3.1 Numerical Measures

There are differences between a population and a sample

Measures of Category Population Sample
- What is it? Reality A small fraction of reality (inference)
- Characteristics described by Parameters Statistics
Central Tendency Mean \(\mu = E(Y)\) \(\hat{\mu} = \overline{y}\)
Central Tendency Median 50-th percentile \(y_{(\frac{n+1}{2})}\)
Dispersion Variance \(\sigma^2=var(Y)\)  \(=E(Y-\mu)^2\) \(s^2=\frac{1}{n-1} \sum_{i = 1}^{n} (y_i-\overline{y})^2\)  \(=\frac{1}{n-1} \sum_{i = 1}^{n} (y_i^2-n\overline{y}^2)\)
Dispersion Coefficient of Variation \(\frac{\sigma}{\mu}\) \(\frac{s}{\overline{y}}\)
Dispersion Interquartile Range difference between 25th and 75th percentiles. Robust to outliers
Shape Skewness  Standardized 3rd central moment (unitless) \(g_1=\frac{\mu_3}{\mu_2^{3/2}}\) \(\hat{g_1}=\frac{m_3}{m_2sqrt(m_2)}\)
Shape Central moments \(\mu=E(Y)\)  \(\mu_2 = \sigma^2=E(Y-\mu)^2\)  \(\mu_3 = E(Y-\mu)^3\)  \(\mu_4 = E(Y-\mu)^4\) \(m_2=\sum_{i=1}^{n}(y_1-\overline{y})^2/n\)   \(m_3=\sum_{i=1}^{n}(y_1-\overline{y})^3/n\)
Shape Kurtosis (peakedness and tail thickness)  Standardized 4th central moment \(g_2^*=\frac{E(Y-\mu)^4}{\sigma^4}\) \(\hat{g_2}=\frac{m_4}{m_2^2}-3\)

Note:

  • Order Statistics: \(y_{(1)},y_{(2)},...,y_{(n)}\) where \(y_{(1)}<y_{(2)}<...<y_{(n)}\)

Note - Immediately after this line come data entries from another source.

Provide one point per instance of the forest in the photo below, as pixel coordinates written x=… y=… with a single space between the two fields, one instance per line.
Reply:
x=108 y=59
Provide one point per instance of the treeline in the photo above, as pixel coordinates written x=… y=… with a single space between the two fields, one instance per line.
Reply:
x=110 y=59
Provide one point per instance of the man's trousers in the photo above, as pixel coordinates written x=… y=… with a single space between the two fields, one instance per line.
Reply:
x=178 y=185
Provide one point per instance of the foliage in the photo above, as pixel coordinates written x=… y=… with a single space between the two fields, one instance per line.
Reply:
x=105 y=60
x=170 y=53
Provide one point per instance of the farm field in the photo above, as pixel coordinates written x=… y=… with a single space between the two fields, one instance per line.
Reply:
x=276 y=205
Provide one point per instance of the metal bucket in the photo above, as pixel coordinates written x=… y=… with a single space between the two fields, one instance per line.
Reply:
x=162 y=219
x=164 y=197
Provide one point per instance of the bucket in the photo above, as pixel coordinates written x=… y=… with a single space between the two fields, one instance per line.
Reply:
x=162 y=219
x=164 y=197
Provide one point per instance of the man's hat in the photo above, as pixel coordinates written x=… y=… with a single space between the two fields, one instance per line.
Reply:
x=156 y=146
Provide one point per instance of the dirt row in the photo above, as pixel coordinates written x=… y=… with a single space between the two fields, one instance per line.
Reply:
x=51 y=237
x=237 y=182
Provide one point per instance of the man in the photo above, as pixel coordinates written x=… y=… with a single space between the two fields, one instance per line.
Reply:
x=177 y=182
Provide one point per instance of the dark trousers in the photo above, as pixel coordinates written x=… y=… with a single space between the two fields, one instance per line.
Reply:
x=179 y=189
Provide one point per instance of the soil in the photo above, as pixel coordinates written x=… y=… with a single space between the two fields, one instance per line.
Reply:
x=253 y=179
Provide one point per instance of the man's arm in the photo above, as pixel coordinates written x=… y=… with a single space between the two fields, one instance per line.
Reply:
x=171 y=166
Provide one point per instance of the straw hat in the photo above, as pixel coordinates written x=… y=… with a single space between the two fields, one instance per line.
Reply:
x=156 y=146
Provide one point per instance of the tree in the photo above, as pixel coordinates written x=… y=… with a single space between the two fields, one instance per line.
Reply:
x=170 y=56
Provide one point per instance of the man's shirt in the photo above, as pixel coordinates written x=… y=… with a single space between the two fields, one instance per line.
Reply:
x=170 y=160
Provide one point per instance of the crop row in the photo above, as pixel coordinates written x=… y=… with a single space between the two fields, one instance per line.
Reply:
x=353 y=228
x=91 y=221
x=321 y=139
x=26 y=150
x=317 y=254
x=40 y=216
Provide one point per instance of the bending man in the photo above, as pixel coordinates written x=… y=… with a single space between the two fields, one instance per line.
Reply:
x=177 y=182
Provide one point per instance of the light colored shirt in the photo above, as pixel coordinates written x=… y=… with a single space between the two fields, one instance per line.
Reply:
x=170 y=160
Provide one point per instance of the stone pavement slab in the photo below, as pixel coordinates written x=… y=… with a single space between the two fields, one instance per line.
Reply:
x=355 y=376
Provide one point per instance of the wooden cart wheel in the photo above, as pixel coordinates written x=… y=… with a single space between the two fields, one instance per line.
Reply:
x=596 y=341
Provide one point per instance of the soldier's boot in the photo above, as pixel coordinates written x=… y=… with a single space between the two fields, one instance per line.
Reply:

  • Coefficient of variation: standard deviation over mean. This metric is stable, dimensionless statistic for comparison.

  • Symmetric: mean = median, skewness = 0

  • Skewed right: mean > median, skewness > 0

  • Skewed left: mean < median, skewness < 0

  • Central moments: \(\mu=E(Y)\) , \(\mu_2 = \sigma^2=E(Y-\mu)^2\) , \(\mu_3 = E(Y-\mu)^3\), \(\mu_4 = E(Y-\mu)^4\)

  • For normal distributions, \(\mu_3=0\), so \(g_1=0\)

  • \(\hat{g_1}\) is distributed approximately as N(0,6/n) if sample is from a normal population. (valid when n > 150)

    • For large samples, inference on skewness can be based on normal tables with 95% confidence interval for \(g_1\) as \(\hat{g_1}\pm1.96\sqrt{6/n}\)
    • For small samples, special tables from Snedecor and Cochran 1989, Table A 19(i) or Monte Carlo test
Kurtosis > 0 (leptokurtic) heavier tail compared to a normal distribution with the same \(\sigma\) (e.g., t-distribution)
Kurtosis < 0 (platykurtic) lighter tail compared to a normal distribution with the same \(\sigma\)
  • For a normal distribution, \(g_2^*=3\). Kurtosis is often redefined as: \(g_2=\frac{E(Y-\mu)^4}{\sigma^4}-3\) where the 4th central moment is estimated by \(m_4=\sum_{i=1}^{n}(y_i-\overline{y})^4/n\)

    • the asymptotic sampling distribution for \(\hat{g_2}\) is approximately N(0,24/n) (with n > 1000)
    • large sample on kurtosis uses standard normal tables
    • small sample uses tables by Snedecor and Cochran, 1989, Table A 19(ii) or Geary 1936
data = rnorm(100)
library(e1071)
skewness(data,type = 1)
## [1] 0.2128681
kurtosis(data, type = 1)
## [1] 0.5225319